The new internet-based company, which employs more than a dozen specialist kilt-makers from around Scotland, will take different materials a stage further to experiment with distressed tartan, as well as printing and sewing other fabrics on to the (pounds) 1000 designer kilts. The range will be launched at the Edinburgh Festival.
Telford and Fiddes have already sold some 1000 leather, pinstripe and PVC kilts around the world through www.kiltstore.net. With a booming market partly due to a trend for kilts at American weddings, they decided to marry Highland dress and haute couture.
They have created a first season that spoofs tartan, making other materials look like the clan fabric, adding layers and overprinting. Fiddes said the kilt could cause a revolution in men's design: "The kilt is the garment that has the best chance of breaking men's fashion from the limits of trousers.
"Women have fantastic options to express themselves, but when David Beckham wore a sarong, it was seen as effeminate. McConnell made the headlines and made people aware there were kilts other than traditional tartan.
"But the kilt is seen internationally as respectable, and worn by men. We are a Scottish company and it would be seen as disrespectful if anyone outwith Scotland did this, but we have had some fun with tradition and the baggage loaded on kilts with a collection that pays homage to the traditions of tartan."
The pair have added fabrics such as polyviscose, denim, and expandex - a synthetic material that can be warped and stretched. The amount of material has also been reduced from the traditional nine yards to less than six, and their prototypes will be displayed on models at events and parties during the Edinburgh Fringe.
Telford said they were aiming at the upper end of the market at first, but would then create cheaper collections. "It is time that kilts started moving on," she said. "The first step was to make tartan more casual, then start to play with it. We want to make it less of a Scottish garment, but for anyone who wants to wear something really cool. Traditionalists are against modern kilts because they think we shouldn't mess with our national dress, but this is a fantastic garment."
Sure enough, even before they have seen the new designs, voices are being raised in concern. Geoffrey Nicolsby, managing director of Geoffrey (Tailor) Kiltmakers in Edinburgh, has strongly supported the idea of a quality logo backed by the Kilt Makers Association of Scotland.

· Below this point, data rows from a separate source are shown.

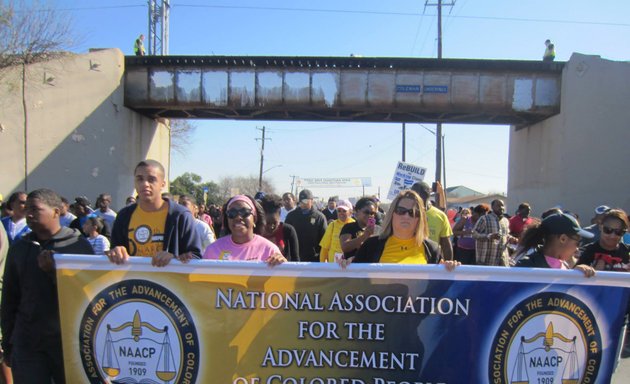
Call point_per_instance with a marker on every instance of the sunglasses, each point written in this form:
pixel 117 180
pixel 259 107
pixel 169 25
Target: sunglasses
pixel 242 212
pixel 618 232
pixel 412 212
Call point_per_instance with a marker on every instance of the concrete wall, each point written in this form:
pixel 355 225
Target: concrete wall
pixel 78 138
pixel 578 159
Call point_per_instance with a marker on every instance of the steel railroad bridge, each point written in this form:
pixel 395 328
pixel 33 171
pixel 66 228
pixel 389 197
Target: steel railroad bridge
pixel 364 89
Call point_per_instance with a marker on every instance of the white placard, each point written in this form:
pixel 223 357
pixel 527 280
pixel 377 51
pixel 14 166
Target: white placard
pixel 405 176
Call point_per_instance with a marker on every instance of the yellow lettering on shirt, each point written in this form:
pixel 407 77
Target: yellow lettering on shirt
pixel 399 251
pixel 146 231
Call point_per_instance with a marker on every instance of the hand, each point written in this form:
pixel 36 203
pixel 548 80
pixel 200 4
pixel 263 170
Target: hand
pixel 450 264
pixel 161 259
pixel 494 236
pixel 185 257
pixel 275 259
pixel 117 255
pixel 343 263
pixel 46 261
pixel 587 270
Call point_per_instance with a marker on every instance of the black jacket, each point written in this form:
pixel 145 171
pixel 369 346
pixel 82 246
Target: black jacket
pixel 372 249
pixel 179 231
pixel 310 228
pixel 533 260
pixel 30 308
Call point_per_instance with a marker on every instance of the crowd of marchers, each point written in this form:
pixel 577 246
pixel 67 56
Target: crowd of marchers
pixel 271 229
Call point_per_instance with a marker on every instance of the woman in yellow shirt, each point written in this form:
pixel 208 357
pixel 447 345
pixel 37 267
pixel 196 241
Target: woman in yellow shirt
pixel 330 241
pixel 404 238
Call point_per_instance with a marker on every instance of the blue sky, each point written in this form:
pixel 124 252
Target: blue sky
pixel 476 156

He said that although his son Howard has created the spin-off 21st Century Kilts - which created Diesel's MTV outfit - some new manufacturers are neglecting quality.
"Possibly, people are exploiting the kilt and should name their designs something else," he said. "Many are jumping on the bandwagon to make a quick buck, and we are very strict about quality tailoring. I'll wait to see these new kilts, but some things on sale in the high street are a joke."
In some ways, however, kilts could be returning to their origins by abandoning tartan. According to Nicolsby, kilts were first worn as plain cloth wrap-arounds by the Greeks. They were adopted as Highland dress for their versatility as sleeping mats, porridge-holders and even head covers from the rain.
But clans originally used the local dyes they found in their area, rather than weaving the complex tartans that were developed in Victorian times.
Now there are more than 400 tartans and the Scottish Tartans Authority is creating an official register of the patterns. Blair Urquhart, one of the governors, said: "The fact that the kilt is being developed as a fashion item is great, and as for playing with tartan, it seems very creative: the more the merrier!"
Michael Cantley, chairman and managing director of Hector Russell kiltmakers, said that companies all over the world were making kilts for everything from work clothing on building sites to formal function wear: "One of the reasons that we do tartan is because it is distinctive to Scotland and while Scots like to see the kilt being fashionable, 95% don't want to wear them. They come and buy tartan."